A close-up shot of a natural gas flare

A natural gas flare
Photo: Bronte Wittpenn (Getty Images)

Despite a Biden administration pause in new natural gas exports, the U.S. still ships a lot of the stuff to the world. Last year it sent 88.9 million metric tons of natural gas abroad, becoming the globe’s biggest supplier. One would imagine that would mean cheaper natural gas for Americans. But it turns out the opposite has become true.

A new National Bureau of Economic Research (NBER) working paper suggests that U.S. dominance of global natural gas markets imposes a tax on American consumers, more than doubling the price that they were paying when the United States was keeping much of its natural gas for itself.

“U.S. [liquified natural gas] exports have connected U.S. gas prices to world markets, and in particular to the price of oil — in contrast to the situation prior to LNG exports in which the flood of fracked gas and constrained export options kept domestic wholesale gas prices far below world levels,” write the economists James H. Stock of Harvard and Matthew Zaragoza-Watkins of University of California Davis.

No good for gas prices

Essentially: U.S. gas prices, which had long been tied to oil prices, started doing their own, cheaper thing because so much was stuck ashore. But as American natural gas became un-stuck, it resumed trading like a global commodity instead of something special just for Americans. By 2030, the economists suggest, U.S. prices will be 54% higher than they would have been in a less export-intensive scenario. The paper equates the jump with the equivalent of a $30-per-ton carbon tax on natural gas emissions.
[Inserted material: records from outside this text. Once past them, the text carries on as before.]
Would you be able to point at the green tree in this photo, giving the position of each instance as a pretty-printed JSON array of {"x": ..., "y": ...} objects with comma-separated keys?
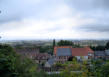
[
  {"x": 12, "y": 65},
  {"x": 107, "y": 45}
]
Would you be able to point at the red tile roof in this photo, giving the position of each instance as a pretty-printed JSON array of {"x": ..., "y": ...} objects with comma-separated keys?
[
  {"x": 56, "y": 47},
  {"x": 76, "y": 51}
]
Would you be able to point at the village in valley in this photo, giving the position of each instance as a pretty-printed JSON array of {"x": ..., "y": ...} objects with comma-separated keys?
[{"x": 63, "y": 56}]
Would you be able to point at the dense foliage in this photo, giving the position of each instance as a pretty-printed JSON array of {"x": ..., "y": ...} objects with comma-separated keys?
[{"x": 12, "y": 65}]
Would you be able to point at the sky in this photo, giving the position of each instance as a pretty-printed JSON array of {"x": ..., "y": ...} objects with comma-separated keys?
[{"x": 54, "y": 19}]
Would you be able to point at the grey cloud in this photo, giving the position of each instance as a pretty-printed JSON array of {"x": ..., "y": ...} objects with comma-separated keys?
[
  {"x": 89, "y": 5},
  {"x": 95, "y": 28}
]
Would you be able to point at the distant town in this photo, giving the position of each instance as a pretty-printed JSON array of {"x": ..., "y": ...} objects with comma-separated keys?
[{"x": 57, "y": 56}]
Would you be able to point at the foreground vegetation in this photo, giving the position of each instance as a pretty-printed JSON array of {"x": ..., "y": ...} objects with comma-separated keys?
[{"x": 14, "y": 65}]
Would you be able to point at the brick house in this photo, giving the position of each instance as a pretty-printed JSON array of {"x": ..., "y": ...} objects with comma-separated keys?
[{"x": 63, "y": 53}]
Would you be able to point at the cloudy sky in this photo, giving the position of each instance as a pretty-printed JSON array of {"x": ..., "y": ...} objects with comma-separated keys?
[{"x": 49, "y": 19}]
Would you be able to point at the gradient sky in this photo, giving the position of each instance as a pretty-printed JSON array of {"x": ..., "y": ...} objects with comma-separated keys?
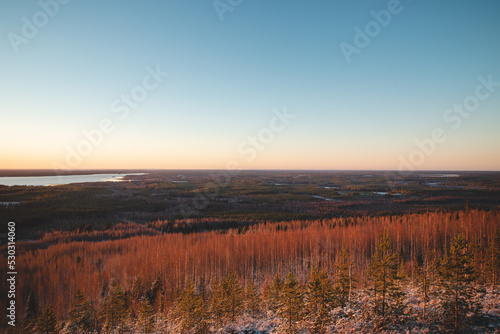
[{"x": 227, "y": 78}]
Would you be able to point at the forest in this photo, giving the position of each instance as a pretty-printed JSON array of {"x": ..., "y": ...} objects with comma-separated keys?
[
  {"x": 273, "y": 252},
  {"x": 428, "y": 272}
]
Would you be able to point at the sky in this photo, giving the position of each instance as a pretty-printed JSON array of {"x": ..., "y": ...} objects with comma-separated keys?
[{"x": 203, "y": 84}]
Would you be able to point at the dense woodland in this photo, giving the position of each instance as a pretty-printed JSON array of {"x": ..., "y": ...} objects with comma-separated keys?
[{"x": 414, "y": 272}]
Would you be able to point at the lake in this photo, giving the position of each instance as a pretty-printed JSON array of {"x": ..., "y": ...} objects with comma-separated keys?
[{"x": 63, "y": 179}]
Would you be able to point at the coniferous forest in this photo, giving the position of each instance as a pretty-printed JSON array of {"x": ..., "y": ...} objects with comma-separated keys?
[{"x": 409, "y": 271}]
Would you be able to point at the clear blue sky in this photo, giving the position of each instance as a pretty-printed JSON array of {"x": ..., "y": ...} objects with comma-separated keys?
[{"x": 225, "y": 78}]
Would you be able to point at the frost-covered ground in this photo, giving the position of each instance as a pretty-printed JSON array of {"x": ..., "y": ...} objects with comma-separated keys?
[{"x": 354, "y": 319}]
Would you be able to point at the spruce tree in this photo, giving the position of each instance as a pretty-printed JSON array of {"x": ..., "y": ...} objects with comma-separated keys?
[
  {"x": 457, "y": 289},
  {"x": 385, "y": 282},
  {"x": 291, "y": 304},
  {"x": 47, "y": 321},
  {"x": 319, "y": 301},
  {"x": 81, "y": 314}
]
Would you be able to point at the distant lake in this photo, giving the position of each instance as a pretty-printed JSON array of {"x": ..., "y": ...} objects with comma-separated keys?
[{"x": 63, "y": 179}]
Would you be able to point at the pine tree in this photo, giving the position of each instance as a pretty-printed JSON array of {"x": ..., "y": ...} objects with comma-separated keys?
[
  {"x": 273, "y": 292},
  {"x": 189, "y": 312},
  {"x": 426, "y": 280},
  {"x": 493, "y": 258},
  {"x": 344, "y": 282},
  {"x": 81, "y": 314},
  {"x": 457, "y": 275},
  {"x": 385, "y": 282},
  {"x": 47, "y": 321},
  {"x": 146, "y": 317},
  {"x": 319, "y": 301},
  {"x": 31, "y": 313},
  {"x": 228, "y": 299},
  {"x": 253, "y": 300},
  {"x": 291, "y": 304}
]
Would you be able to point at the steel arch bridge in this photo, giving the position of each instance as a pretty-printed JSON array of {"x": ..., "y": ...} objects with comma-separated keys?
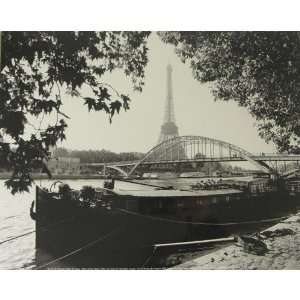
[{"x": 197, "y": 148}]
A couple of decades ago, U.S. energy companies discovered new techniques to bring long-buried natural gas supplies to the surface through hydraulic fracturing (or fracking), in which they dug really deep holes in the ground, then shot liquid into to force the gas out.

The United States once imported more natural gas than it exported, mostly from Canada. But as it doubled down on fracking in the mid-2010s, its ratio of imports and exports began shifting — and by 2017, the U.S. was officially sending out more gas than it was bringing in. The fracking boom rippled throughout local economies and minted a new species of billionaire.

Eventually, America got so much natural gas from itself that it largely stopped importing it — and started exporting it in a big way. But when all those exports re-wove the U.S. into global markets, the boon of all that domestic supply has petered out.